Maintenant, parlons du rôle de la France dans tout ça, parce que la France a joué un double jeu absolument scandaleux. Le général Saïd Chengriha, chef d'état-major de l'Armée Nationale Populaire algérienne, se rend à Paris. Rencontre avec le ministre français des Armées. Discussion sur la coopération militaire. Chengriha fait une demande précise : l'Algérie veut acheter des satellites, un satellite d'observation militaire français. La même technologie Pléiades que la France a vendu au Maroc. Les mêmes satellites capables de photographier des objets de 66 cm depuis l'espace. L'Algérie est prête à payer. Budget proposé : plus d'un milliard d'euros pour au moins deux satellites, peut-être même plus performants que les satellites marocains. Objectif algérien : surveiller les frontières avec la Tunisie, la Libye, le Mali et le Niger. Détecter les mouvements de groupes terroristes. Surveiller les infrastructures militaires que pourraient développer Israël sur le territoire marocain en prévision d'un éventuel conflit. Réponse de la France : refus catégorique. La France ne vendra pas de satellite espion à l'Algérie. Pourquoi ? Parce que ça contrarierait le Maroc, allié stratégique de la France. Parce que ça rééquilibrerait le rapport de force au Maghreb. Parce que la France veut maintenir le Maroc en position de supériorité technologique.

Vous réalisez l'hypocrisie ? La France vend au Maroc la technologie la plus avancée pour espionner l'Algérie. Mais elle refuse de vendre la même technologie à l'Algérie. C'est un double standard absolument révoltant. C'est une démonstration claire que la France n'est pas un partenaire fiable pour l'Algérie, que Paris joue contre Alger, que les intérêts anti-français sont alignés sur les intérêts marocains et israéliens. Le quotidien algérien El Khabar le résume parfaitement : "Le Maroc a acquis ce satellite pour surveiller son voisin de l'Est, l'Algérie. Et la France refuse d'autoriser l'Algérie à s'octroyer le même équipement militaire."
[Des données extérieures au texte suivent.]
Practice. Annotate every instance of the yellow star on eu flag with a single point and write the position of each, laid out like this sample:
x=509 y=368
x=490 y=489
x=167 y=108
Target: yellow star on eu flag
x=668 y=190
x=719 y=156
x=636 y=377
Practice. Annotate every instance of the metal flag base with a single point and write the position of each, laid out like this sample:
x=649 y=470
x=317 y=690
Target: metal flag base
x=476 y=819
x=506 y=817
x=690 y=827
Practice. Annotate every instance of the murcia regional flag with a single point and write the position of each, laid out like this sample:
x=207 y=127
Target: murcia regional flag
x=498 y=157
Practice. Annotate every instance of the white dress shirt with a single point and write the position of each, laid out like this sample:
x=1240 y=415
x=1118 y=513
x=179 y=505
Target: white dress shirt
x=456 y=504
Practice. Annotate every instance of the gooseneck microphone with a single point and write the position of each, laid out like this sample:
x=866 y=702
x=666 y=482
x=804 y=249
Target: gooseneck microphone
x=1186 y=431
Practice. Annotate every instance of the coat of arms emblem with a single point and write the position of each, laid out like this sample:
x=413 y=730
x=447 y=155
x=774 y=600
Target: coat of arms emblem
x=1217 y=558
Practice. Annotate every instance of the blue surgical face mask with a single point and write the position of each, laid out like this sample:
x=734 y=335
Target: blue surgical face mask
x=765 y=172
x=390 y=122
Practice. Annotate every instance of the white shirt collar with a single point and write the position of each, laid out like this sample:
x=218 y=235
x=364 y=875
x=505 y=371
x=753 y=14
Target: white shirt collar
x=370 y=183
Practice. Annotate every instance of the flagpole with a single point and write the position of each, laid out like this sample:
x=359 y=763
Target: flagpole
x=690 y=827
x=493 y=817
Et pendant ce temps, les États-Unis jouent le même jeu. Ils bloquaient également la vente de technologie de surveillance à l'Algérie. En 2024, le géant américain Raytheon annule un contrat de fourniture de trois avions de reconnaissance GSAM G150 équipés de technologie ISR à l'Algérie. Un contrat signé en 2016, annulé après 8 ans de retard. Pourquoi ? Pression politique de Washington. Les États-Unis ne veulent pas que l'Algérie dispose de capacités de surveillance avancée, ils préfèrent garder leurs alliés marocains en position de supériorité.